You may notice this happening physically — whether that’s the temptations to calorie count, control portion sizes, or restrict specific items. At some point, we start to move into more mental and psychologic concerns as well. For example, being a “better person” if you eat clean or maintain a smaller size. We also tend to have a lot of fear around things like carbs, fat, or other foods we may have demonized during our dieting journey.

Many women tend to think that if they stop dieting, their food will be different. Sarah notes that this is true, but it’s not the only change! You’ll be a different person too!

Your dieting came about for a reason, often a much deeper reason than we tend to acknowledge. You may have been managing anxiety, stress, or old traumas with your previous restriction/binging cycles. You may have used dieting to bond or connect with other women or people you care about. Dieting may have helped you cope with feeling inadequate.
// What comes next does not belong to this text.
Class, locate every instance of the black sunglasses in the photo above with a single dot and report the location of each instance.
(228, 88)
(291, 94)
When you STOP restricting, a lot can come up!

Dieting Makes us Feel Safe

Diets have served a purpose in our lives! Because of that, they have a certain amount of security attached.

When we start intuitive eating and release diets, we need to reconsider the coping mechanisms and tools we use to allow ourselves to still feel safe. After addressing the physical food restrictions connected to her diets, Sarah had to dive deep on the emotional needs that she had been using diets to manage!

From romantic relationships to personal connections to inadequacies and other core wounds — Sarah found that when she stopped restricting, she was faced with many old feelings and hurts she had never truly addressed.

Dieting had never been about “just” losing weight. When we talk about food and body, we are never just talking about food and body. There are so many deep, core needs connected to what we eat! There are so many layers of food restriction that we’ll need to be willing to pass through!

Life Gets Better Without Diets

The diet industry creates a problem (making us feel inadequate and broken) and then offering a solution (start dieting!). In the process of ending that relationship, we get to start rebuilding our core beliefs about who we are.

Intuitive eating allows us to peel back all of the layers and messaging and become our truest, most authentic selves.

Sarah shares that the more she does this work, the fuller her life becomes. With less restriction, she experiences more abundance. She’s found herself more conscious of connections, wholeness, and gratitude in many areas of her life.

Rather than trying to get to the smallest size (and then intending to treat herself well at that later point), she’s able to treasure and value herself today, just as she is. She’s also seen an increase in the strength of her friendships and connections. Intuitive eating has enabled her to open herself to body positivity, social justice, and more care and concern for others and for the world around us.